# Amplificador Denon PMA-530. Temperatura excesiva.



## raulpardotello (Jul 14, 2008)

Buenas.
Tengo un amplificador Denon PMA-530 con un problema. Los transistores de potencia de uno de los canales se calientan hasta destruirse (2SB817 y 2SD1047). De esto me di cuenta cuando dejó de funcionar y empecé a revisarlo.  Cambié los transistores por 2 iguales (porque estaban en corto) y se quemaron. He intentado ajustar el bias (2 potenciómetros por canal) pero no se controla la corriente de polarización (con una bombilla 220V en serie con la alimentación del equipo, ésta no cambia de brillo). No he encontrado resistencias abiertas, ni transistores con fugas ni cortocircuitados. Las tensiones que he comprobado son las mismas en los 2 canales. Los potenciómetros sí actúan. Los drivers están OK, la protección de altavoves funciona... pero pasados 4 ó 5 minutos tengo que apagar la alimentación o quemaré de nuevo los transistores.
La fuente funciona (de hecho el otro canal va correctamente)
He repasado soldaduras, los repuestos no son equivalencias sino originales, etc. pero hay algo que seguro se me está escapando.
No dispongo de osciloscopio.
Quisiera que me ayudarais, pues ya se ha convertido en un pulso contra el amplificador.
De paso, si alguien pudiera ofrecerme el esquema de este modelo, se lo agradecería.
Muchas gracias por vuestra atención. Espero recibir alguna sugerencia.
Hasta pronto.


----------



## DJ DRACO (Jul 14, 2008)

lo que pasa con ciertos amplificador de poder transistorizados, y sobre todo los que uno compra, es que los hacen muy justos. me explico.
si para que la potencia de salida sea de 100watts necesitan 2 transistores, usan 2 transistores.

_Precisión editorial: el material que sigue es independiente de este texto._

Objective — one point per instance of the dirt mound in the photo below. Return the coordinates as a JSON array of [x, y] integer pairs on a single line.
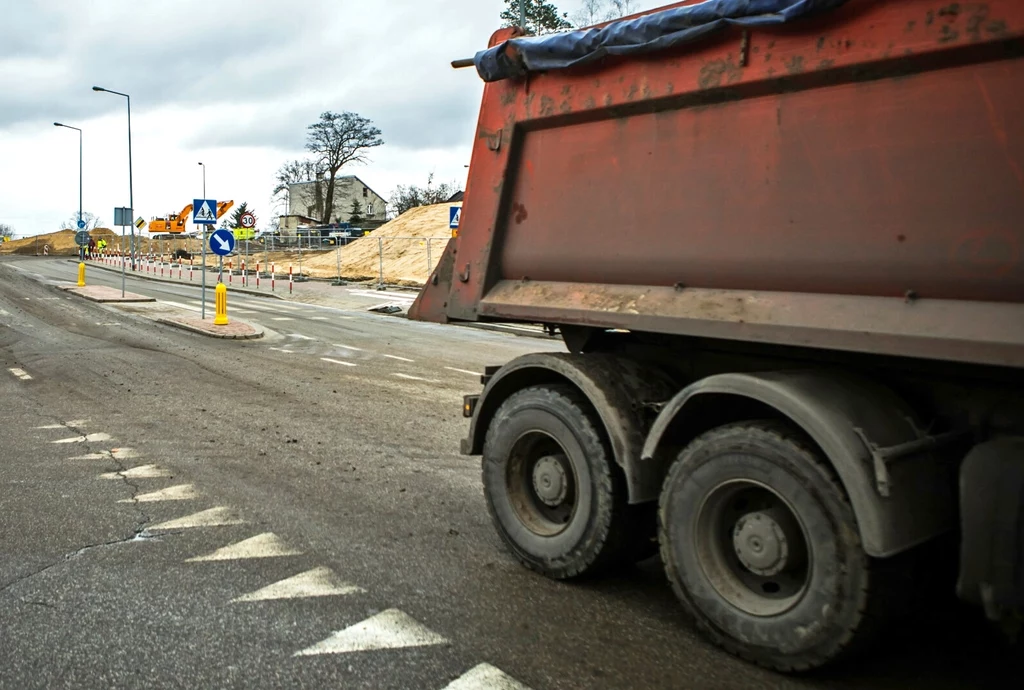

si la resistencia limitadora es de 100ohms 1/4 watt, usan la de 100ohms 1/4 y no colocaran ni 1/4 watt mas de disipacion por las dudas.

en el caso de los transistores, no se de que potencia son pero si colocaras al menos 1 mas de cada uno por cada canal del amplificador, en paralelo con los que se calientnan y revientan aliviarias la carga de amplificación que estos tienen.

ahora bien, si estos transistores se calientan solos y sin señal de entrada, o con baja señal, es porque hay otro problemin.

saludos.


----------



## Fogonazo (Jul 14, 2008)

Si se te quemaron los transistores de salida, posiblemente se quemaron también los excitadores.

Trata de publicar una foto como para buscar orientación


----------



## raulpardotello (Jul 16, 2008)

Gracias por responder.

Puedo aportar más datos (también fotos):
- No se calienta nada si la etapa de salida está sin carga y sin señal de entrada. Así parece que todo funciona bien.
- Cuando conecto un altavoz a la salida (incluso sin señal de entrada) el consumo se dispara.
- Si cortocircuito la entrada también el consumo se dispara! (Esto ya lo entiendo menos). 

En la foto se ve el conector de entrada a la placa del amplificador, y no sé por qué 6 pines (sólo 2 van a tierra). 2 de ellos miden 20V respecto a masa, y otros 2, 3V. La entrada es diferencial, pero ya no llego a saber por qué es así.

Los excitadores están OK.

Si teneis alguna opinión, la probaré seguro.
Gracias.


----------